Mainland Chinese stocks buck trend as HK joins global slide

Traders in the Hong Kong stock market grab printouts as share prices got off to a subdued start on Tuesday. Photo: Dickson Lee

Mainland Chinese stocks rose on Tuesday on heavy buying by retail investors flush with liquidity but the Hang Seng Index fell in tandem with major international markets amid fears over global economic fundamentals.

The Shenzhen Composite Index rose 2.19 per cent to 2,425.9 points, its highest close, while the Shanghai Composite Index closed up 1.56 per cent at 4,401.22 points in the third consecutive advance.

The outstanding margin purchases in the Shanghai and Shenzhen markets totalled 1.9 trillion yuan (HK$2.37 trillion) on May 7, said a CCB International report. This compares with the 1.6 trillion yuan of margin debt in April and is more than two-and-a-half times the figure six months ago.

The Hang Seng Index closed 1.12 per cent lower at 27,407.18 points while the H-share index fell 1.48 per cent to 13,973 points.

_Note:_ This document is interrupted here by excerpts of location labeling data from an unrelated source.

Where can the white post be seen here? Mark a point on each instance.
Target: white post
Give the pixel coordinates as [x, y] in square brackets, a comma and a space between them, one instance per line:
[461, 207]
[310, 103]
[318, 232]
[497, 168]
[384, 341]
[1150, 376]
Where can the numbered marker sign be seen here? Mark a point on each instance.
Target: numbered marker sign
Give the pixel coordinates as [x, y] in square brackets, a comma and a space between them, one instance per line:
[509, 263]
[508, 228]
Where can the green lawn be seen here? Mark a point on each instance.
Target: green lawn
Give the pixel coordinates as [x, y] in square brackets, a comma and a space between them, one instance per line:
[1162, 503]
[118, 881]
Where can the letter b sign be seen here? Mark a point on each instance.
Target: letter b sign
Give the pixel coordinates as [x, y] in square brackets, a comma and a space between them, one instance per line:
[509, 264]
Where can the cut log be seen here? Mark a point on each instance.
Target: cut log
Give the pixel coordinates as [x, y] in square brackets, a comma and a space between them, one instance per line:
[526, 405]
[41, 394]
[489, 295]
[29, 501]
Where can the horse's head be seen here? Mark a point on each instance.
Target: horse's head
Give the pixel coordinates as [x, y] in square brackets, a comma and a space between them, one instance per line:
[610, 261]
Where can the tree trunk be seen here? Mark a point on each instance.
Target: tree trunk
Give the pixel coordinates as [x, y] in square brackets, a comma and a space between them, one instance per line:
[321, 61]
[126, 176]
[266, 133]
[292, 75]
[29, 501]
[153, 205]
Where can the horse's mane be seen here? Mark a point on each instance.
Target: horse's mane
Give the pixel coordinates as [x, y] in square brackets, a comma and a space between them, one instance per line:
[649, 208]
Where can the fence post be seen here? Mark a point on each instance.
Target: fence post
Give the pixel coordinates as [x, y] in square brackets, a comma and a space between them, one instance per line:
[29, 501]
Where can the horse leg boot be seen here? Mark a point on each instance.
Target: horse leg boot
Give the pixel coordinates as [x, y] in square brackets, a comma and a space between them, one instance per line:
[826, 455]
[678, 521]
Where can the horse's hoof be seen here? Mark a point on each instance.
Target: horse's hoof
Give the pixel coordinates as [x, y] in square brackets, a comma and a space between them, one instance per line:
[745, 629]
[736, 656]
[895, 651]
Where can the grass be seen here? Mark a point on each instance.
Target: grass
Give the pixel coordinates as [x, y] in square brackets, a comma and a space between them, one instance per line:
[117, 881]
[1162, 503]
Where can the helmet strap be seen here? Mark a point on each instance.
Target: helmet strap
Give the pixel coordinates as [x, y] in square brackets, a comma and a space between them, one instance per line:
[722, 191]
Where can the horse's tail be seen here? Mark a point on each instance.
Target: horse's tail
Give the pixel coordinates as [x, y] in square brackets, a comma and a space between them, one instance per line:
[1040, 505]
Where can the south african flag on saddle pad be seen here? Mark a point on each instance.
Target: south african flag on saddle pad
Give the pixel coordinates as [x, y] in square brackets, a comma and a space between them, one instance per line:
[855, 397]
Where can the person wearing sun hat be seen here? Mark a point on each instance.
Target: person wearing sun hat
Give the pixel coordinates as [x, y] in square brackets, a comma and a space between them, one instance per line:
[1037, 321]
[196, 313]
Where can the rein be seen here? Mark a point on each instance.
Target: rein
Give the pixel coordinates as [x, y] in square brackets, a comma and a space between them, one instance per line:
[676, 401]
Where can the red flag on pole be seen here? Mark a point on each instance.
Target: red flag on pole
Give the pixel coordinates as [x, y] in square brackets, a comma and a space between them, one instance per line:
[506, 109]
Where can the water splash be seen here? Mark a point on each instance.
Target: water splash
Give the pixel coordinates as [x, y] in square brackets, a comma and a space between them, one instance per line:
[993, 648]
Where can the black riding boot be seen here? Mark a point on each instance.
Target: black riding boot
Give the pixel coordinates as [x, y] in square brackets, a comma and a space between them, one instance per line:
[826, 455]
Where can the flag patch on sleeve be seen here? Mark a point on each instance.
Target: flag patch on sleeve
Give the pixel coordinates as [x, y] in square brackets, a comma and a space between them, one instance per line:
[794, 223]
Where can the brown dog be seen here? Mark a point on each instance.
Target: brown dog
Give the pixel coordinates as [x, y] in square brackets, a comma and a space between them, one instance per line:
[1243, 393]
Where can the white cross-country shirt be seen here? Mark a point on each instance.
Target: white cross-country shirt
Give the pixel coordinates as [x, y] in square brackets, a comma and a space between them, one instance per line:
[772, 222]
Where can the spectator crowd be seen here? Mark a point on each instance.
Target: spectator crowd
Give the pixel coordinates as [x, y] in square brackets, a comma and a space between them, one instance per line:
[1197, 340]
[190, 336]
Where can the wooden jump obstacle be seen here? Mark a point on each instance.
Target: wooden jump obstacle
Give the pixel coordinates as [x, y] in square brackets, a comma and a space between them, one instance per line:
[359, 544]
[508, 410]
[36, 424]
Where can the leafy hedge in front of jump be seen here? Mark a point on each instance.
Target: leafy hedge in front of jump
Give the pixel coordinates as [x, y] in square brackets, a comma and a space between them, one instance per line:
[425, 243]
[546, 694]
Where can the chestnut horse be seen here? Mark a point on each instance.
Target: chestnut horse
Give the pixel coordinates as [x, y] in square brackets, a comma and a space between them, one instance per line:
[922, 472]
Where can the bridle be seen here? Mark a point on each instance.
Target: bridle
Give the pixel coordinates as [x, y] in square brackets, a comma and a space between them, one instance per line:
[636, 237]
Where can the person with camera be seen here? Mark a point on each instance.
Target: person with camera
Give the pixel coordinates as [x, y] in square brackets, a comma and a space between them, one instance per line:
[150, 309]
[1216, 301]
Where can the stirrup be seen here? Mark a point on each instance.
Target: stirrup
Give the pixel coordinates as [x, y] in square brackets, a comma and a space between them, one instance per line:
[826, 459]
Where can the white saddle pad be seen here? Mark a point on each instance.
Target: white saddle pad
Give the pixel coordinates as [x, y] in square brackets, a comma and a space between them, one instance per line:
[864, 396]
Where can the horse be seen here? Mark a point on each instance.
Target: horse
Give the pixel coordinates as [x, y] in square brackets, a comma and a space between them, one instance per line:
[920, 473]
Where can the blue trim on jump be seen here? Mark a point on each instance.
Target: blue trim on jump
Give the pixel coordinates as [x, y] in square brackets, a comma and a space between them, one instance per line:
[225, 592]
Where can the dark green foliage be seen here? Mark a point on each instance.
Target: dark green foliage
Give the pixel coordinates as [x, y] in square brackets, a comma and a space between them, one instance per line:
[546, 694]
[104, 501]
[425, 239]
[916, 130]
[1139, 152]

The turnover in the Hong Kong market was HK$138.84 billion. Northbound turnover of the Shanghai-Hong Kong Stock Connect was 6.86 billion yuan, while southbound was HK$5.21 billion.

Fosun International was the most heavily traded stock in Hong Kong, with a turnover of HK$11.36 billion.

From April 30 to May 6, Hong Kong equity funds saw inflows of US$94 million, compared to more than US$400 million a few weeks ago, CCB said.

Ben Kwong Man-bun, a director of KGI Asia, said the divergent movement of the Hang Seng and Shanghai Composite indices was due to the dominance of retail investors in the mainland Chinese markets and that of foreign institutional players in the Hong Kong market.

"China benefits from easing monetary conditions. Liquidity is ample. So investor sentiment is buoyant," Kwong said.

China's interbank repo rates slid to their lowest level since 2012, reflecting abundant liquidity in the market, CCB said.

Cuts in the benchmark deposit and lending rates took effect in mainland China on Monday, with many analysts expecting more easing measures by Beijing to prop up the slowing economy.

"In Hong Kong, it is more the foreign institutional investors, but they focus on fundamentals rather than momentum trading," Kwong said. "The fund flow into Hong Kong is less favourable than before. Value-based investors don't want to jump into the Hong Kong market now."

Hong Kong's slide followed the slump in international markets. European stocks fell for the first time in four days as euro zone government bonds declined and investors watched developments in Greek bailout talks. The S&P 500 was down nearly 0.5 per cent.

The international bond sell-off was also affecting Hong Kong stocks, Kwong said.

US government bonds suffered their worst sell-off in more than two months on Monday.